Technology has hit the job-seeking process. In many companies, before a resume ever lands on your desk — or more likely in your inbox — it often goes through a scanning process. The purpose of the scan is to search the resume for specific keywords that are relevant to your job opening. Once that’s done, you have (hopefully) a set of keyword-optimized resumes in front of you that come closer to meeting your criteria. If things have worked well, you have fewer irrelevant resumes to deal with.
Now that these resumes are in front of you, what’s next? Here are some things you should continue to look for, even if you’re using the latest in ATS (applicant tracking system) software.
As a business owner or hiring manager within industries like IT, healthcare, nonprofit and government, you need to look for very specific skills and experience that other industries just don’t require.
Understanding keyword-optimized resumes and how to approach them not only helps you through the hiring process, but also makes your job easier.
And, while ATS software certainly helps, you need to know how to break down the keyword-optimized resumes once they get to you.
Are keyword-optimized resumes stuffing for stuffing’s sake?

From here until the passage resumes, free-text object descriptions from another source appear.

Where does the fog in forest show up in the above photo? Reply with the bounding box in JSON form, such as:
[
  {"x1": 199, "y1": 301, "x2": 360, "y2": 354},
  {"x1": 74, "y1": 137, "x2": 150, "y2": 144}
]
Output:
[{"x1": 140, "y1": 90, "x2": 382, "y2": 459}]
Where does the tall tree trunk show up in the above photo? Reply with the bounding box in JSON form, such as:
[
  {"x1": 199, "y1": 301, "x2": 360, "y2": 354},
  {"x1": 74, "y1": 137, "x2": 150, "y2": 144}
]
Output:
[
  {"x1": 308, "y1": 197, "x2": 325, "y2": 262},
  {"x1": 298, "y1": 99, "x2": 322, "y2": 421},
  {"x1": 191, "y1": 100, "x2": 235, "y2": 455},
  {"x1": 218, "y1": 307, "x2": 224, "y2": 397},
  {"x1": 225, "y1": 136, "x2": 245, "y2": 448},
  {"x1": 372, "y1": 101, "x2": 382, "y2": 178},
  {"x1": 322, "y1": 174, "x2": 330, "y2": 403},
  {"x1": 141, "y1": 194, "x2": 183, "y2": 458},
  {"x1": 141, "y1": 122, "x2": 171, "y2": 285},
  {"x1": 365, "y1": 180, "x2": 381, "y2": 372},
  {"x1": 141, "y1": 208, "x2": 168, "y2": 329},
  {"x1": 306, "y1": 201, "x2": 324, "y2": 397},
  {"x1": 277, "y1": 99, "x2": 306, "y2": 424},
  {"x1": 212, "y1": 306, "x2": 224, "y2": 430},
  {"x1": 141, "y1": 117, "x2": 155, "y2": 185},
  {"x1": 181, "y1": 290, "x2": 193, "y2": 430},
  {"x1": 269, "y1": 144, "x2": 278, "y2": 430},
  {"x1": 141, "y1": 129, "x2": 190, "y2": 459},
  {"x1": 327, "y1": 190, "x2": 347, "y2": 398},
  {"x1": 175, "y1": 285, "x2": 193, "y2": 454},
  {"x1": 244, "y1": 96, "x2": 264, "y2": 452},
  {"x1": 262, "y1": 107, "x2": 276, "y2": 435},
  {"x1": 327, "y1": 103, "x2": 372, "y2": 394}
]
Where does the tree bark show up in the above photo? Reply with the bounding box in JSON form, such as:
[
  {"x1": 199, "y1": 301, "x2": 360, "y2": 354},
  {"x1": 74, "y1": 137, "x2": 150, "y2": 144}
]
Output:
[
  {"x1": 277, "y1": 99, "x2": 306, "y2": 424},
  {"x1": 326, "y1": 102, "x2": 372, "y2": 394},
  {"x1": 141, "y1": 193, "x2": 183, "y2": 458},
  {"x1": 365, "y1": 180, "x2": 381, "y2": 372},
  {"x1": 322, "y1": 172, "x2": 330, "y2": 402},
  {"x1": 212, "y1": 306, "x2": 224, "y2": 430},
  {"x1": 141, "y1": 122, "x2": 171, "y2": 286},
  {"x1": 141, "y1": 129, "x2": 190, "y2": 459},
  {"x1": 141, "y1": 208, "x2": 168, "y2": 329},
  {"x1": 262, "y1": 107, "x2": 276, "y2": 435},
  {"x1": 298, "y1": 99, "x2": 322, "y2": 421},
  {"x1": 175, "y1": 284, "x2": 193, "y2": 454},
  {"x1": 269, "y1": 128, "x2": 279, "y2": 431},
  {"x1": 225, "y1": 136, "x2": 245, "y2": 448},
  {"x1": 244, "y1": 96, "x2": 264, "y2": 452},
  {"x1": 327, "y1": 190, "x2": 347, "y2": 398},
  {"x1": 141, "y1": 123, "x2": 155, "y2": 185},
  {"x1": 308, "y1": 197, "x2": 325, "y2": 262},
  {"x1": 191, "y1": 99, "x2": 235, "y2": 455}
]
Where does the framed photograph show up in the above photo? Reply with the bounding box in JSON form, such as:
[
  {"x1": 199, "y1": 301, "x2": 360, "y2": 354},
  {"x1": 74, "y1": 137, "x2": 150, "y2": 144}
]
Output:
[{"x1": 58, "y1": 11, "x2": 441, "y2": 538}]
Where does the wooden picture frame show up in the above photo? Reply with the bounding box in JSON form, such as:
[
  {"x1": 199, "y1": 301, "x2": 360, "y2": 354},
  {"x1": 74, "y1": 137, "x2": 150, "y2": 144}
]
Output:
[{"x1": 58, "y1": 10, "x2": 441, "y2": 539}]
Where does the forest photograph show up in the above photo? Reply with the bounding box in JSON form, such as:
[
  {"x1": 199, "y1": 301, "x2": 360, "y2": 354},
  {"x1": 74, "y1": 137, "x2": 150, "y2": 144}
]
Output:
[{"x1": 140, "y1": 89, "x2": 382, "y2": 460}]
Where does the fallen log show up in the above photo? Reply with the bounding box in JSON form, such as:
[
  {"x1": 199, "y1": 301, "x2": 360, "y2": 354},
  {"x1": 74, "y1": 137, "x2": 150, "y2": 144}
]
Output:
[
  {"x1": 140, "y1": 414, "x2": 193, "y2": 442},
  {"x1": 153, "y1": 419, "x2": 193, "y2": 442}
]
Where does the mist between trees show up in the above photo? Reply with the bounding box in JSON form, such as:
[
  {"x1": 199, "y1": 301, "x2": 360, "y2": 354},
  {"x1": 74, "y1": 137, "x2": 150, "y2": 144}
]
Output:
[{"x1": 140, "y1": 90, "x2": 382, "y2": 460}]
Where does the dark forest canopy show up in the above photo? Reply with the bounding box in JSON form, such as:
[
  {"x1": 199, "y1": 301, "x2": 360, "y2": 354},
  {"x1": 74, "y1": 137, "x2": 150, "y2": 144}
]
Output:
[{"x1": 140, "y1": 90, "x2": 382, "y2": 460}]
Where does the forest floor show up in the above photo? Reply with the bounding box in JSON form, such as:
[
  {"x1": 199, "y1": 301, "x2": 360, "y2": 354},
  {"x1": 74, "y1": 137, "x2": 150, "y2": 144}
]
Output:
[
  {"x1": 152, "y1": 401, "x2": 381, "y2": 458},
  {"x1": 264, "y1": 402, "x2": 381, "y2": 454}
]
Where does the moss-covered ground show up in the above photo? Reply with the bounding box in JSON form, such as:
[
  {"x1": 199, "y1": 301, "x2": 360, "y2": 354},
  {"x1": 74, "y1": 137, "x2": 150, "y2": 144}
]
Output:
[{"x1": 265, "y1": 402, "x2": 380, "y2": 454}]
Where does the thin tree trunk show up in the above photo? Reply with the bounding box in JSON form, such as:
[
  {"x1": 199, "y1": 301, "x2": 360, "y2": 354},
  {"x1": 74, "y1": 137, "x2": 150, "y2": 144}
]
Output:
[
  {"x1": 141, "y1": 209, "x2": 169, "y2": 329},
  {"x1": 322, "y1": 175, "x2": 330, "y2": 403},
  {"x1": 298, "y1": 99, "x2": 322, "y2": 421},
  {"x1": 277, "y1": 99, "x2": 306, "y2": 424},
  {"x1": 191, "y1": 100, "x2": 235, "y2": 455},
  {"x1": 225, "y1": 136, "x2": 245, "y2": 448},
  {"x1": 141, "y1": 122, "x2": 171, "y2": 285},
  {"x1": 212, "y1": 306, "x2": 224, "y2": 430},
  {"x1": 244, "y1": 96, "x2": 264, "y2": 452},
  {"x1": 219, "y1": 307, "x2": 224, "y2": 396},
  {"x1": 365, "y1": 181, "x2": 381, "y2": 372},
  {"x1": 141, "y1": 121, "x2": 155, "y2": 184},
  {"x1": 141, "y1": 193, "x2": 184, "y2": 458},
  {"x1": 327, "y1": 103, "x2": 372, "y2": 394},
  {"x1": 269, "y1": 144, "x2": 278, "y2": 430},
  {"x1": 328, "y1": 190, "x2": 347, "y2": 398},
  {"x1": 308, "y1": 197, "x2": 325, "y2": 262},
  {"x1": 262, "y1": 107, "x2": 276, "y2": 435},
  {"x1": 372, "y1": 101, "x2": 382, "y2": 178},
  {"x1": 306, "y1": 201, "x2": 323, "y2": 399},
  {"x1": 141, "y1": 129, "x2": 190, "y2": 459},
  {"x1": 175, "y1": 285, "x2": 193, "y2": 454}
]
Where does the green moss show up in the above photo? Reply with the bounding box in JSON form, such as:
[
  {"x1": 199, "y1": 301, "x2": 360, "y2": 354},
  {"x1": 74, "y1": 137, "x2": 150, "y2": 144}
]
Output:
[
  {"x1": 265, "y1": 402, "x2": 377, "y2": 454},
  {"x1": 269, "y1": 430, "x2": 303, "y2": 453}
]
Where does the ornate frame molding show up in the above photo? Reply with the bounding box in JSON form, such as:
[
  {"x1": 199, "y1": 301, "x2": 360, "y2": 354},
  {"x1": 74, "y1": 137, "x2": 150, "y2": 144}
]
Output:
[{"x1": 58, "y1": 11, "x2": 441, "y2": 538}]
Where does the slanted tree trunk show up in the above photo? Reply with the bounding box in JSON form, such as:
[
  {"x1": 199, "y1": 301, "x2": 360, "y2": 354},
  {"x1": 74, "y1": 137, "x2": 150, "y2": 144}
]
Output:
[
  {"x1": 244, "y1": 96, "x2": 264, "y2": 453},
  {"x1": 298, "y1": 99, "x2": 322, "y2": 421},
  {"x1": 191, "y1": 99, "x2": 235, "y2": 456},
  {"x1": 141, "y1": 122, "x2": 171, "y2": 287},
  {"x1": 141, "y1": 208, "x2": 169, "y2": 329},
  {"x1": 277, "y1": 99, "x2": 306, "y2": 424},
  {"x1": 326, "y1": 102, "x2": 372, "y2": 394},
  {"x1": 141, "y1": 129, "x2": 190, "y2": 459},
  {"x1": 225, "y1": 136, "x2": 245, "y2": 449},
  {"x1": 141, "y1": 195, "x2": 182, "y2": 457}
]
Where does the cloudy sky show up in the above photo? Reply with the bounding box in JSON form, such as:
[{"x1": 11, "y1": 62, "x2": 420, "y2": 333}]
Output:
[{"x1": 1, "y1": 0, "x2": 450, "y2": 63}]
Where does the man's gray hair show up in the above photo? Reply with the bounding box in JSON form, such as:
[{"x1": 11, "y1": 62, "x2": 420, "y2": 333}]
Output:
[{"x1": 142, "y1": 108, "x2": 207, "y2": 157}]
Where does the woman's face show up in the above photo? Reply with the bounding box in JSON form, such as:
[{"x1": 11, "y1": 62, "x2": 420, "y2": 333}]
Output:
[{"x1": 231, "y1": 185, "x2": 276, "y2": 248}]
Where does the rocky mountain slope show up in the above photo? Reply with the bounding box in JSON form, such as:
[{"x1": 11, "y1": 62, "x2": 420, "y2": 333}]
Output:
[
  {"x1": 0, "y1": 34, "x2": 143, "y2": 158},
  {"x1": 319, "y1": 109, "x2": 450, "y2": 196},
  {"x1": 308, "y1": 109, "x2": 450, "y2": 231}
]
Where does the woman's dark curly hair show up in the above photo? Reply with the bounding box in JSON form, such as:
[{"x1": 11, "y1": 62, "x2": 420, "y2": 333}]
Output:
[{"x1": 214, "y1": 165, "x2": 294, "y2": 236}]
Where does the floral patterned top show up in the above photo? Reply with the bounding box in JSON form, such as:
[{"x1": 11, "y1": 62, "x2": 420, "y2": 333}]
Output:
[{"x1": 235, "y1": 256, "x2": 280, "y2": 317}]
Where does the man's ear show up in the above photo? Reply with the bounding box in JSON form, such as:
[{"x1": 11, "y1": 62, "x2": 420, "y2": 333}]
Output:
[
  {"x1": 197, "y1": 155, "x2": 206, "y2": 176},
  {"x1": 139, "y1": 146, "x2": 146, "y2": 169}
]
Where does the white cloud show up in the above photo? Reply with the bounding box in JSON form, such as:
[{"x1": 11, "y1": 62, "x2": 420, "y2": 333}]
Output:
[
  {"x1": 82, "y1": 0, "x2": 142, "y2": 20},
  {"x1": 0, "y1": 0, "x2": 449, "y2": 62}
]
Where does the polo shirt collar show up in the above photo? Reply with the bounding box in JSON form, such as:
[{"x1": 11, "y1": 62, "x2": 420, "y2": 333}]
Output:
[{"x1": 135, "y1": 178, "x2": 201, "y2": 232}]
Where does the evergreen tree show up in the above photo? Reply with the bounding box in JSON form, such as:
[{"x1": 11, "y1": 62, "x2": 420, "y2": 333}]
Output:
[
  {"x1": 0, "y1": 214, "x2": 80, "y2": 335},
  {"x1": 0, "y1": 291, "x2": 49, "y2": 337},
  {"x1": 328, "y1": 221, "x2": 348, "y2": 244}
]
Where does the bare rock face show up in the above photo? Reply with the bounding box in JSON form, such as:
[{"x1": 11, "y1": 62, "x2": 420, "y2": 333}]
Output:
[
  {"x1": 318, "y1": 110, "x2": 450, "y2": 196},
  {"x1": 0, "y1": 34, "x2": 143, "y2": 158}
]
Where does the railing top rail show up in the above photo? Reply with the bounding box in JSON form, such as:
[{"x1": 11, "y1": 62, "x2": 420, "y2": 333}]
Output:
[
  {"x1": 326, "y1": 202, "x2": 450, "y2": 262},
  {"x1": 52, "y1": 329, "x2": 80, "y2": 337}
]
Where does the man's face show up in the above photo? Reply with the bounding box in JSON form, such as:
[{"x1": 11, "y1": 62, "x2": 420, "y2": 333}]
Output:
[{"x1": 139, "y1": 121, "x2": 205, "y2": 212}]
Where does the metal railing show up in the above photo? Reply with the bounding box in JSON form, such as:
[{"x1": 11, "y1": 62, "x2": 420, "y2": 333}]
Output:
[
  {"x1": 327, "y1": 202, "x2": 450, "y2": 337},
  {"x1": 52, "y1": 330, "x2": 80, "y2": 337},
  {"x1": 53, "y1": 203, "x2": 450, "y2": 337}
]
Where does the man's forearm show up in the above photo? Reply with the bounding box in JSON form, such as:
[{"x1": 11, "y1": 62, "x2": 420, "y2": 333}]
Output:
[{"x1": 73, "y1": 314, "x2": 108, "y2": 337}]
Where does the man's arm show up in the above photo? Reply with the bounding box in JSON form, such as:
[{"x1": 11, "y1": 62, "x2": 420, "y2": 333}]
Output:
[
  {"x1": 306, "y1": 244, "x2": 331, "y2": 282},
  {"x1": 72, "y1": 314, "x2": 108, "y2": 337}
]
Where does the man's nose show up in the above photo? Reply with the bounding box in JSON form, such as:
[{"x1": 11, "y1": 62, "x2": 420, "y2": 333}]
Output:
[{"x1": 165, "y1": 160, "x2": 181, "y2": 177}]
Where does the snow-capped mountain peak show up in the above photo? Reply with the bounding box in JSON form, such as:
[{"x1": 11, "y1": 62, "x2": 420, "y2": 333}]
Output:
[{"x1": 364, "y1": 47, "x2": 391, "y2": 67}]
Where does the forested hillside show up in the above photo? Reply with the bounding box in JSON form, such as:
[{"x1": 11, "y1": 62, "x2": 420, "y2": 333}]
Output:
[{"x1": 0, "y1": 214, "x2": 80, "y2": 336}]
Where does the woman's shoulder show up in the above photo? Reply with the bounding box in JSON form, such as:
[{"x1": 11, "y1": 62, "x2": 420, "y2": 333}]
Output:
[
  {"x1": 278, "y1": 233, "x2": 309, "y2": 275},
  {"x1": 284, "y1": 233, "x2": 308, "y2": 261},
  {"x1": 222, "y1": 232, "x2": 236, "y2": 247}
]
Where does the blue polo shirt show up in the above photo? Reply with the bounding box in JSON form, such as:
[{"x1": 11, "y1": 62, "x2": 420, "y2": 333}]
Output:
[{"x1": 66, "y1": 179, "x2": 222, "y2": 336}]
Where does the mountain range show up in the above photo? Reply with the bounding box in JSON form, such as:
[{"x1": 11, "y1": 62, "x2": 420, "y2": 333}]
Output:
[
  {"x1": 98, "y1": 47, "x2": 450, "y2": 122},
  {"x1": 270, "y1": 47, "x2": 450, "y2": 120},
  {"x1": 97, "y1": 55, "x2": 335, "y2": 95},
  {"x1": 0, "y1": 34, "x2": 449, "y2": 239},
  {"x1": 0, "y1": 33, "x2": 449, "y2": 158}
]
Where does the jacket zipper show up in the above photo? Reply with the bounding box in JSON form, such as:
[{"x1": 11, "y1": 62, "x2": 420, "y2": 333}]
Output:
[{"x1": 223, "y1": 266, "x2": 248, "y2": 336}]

Joann Connor, executive director of human resources at Flash Essay, says, “Resume scanning software was once a bit of an HR secret. Now, most job seekers know about it. Those who want to get an interview, but might not meet all the qualifications, will find ways to stuff keywords into their resumes and CV just to get past this initial check. Your job is to ensure that the keywords they use are actually relevant to their education and experience.”
If you notice that resumes are getting through the scanning process even when they don’t have any relevant keywords, it might not be faulty scanning software.
There’s a little “trick” that some job seekers employ. They will add keywords to the top or bottom of their resumes. Then, they will obscure them by changing the font for that text to match the background color of their resume. You don’t see the keywords, but the scanning software might. If this is happening with any frequency, check your ATS software provider. Any good package should have features that prevent this from happening.
Check the work experience section for keyword relevance
Now that you’ve identified and eliminated the less qualified candidates, it’s time to take a look at the keyword-optimized resumes that have made the cut. The keywords are there. Now, are they relevant?
Read each job entry carefully.
Do the keywords fit in naturally with the position the person had, or do they seem forced?
Another red flag is when the keyword just doesn’t match the job title or years of experience. Of course, you need to tread carefully here.
Some companies are stingy with job titles, and people who have a significant amount of experience and management responsibilities might not have a matching job title. A coordinator at one company might be an assistant at another.
Still, keep a healthy sense of skepticism if you see keywords like “executive,” “manager” or “director” when the years of experience or the expected duties of the position just don’t match.
Match the job experience to the skills you need
As you go through the work experience section of each resume, consider the skills the applicant has — not just the keywords they have included. Derek Edwards, a CHRO at EssaySupply, says, “When it comes to work experience, words can be a bit slippery. Someone who isn’t a native English speaker might use different words to describe their experience, for example. Another might use jargon that is specific to the company they worked for.”
If your job opening requires a certain skill, be sure to keep an open mind.
The last thing you want to do is eliminate a qualified candidate from consideration, just because they articulated their experience in a way that didn’t match your expectations.
Accomplishments vs. keywords
Finally, think beyond keywords and focus on accomplishments. Trust that your ATS software did its job scanning the resume. Now, do yours.
Dump the hyperfocus on keywords. What has the applicant actually accomplished?
Has she successfully completed major projects that are relevant to your needs? Is there evidence that he knows the people you need him to know, and that he can and has executed the duties you need with great results?
The problem with technology is that it often makes us believe that we are relieved of the obligation of thought and consideration.
That’s not the case. Betty Rogers, a career specialist at Resumes Centre speaks candidly of this: “As wonderful as this technology is, there is a downside. Hiring managers risk cheating themselves out of some great candidates if they rely on ATS software too strongly.”
Moving into the interview stage
If you’re on the fence about a candidate and their chosen keywords, the best place to resolve these issues is in an interview.
Yes, interviews take time and resources, but it can be more than worthwhile if you land a quality candidate whom you would have otherwise forgotten.
Consider setting aside a couple of hours one afternoon to conduct a set of brief phone-screening interviews. You won’t need to spend more than 10 minutes with each candidate. If there are a few candidates who are “on the bubble,” a brief conversation might be all you need to move them forward or eliminate them from consideration.
Beyond keyword-optimized resumes
Keyword optimization should be only one factor in your evaluation of a resume. It has value, but there is danger in relying on it too much. Let the ATS software determine who should get past the digital screening process. Then, follow that up with your own validation processes to ensure that keywords haven’t been misused. Job seekers will (and should) create keyword-optimized resumes to their advantage.
Your job is to determine whether or not that optimization is genuine and natural.
At the end of the day, your humanity is most important. You are best qualified to determine whether or not someone is a good fit for your position and your organization. That requires your willingness to look beyond keywords, and genuinely parse out the applicant’s skills and experience.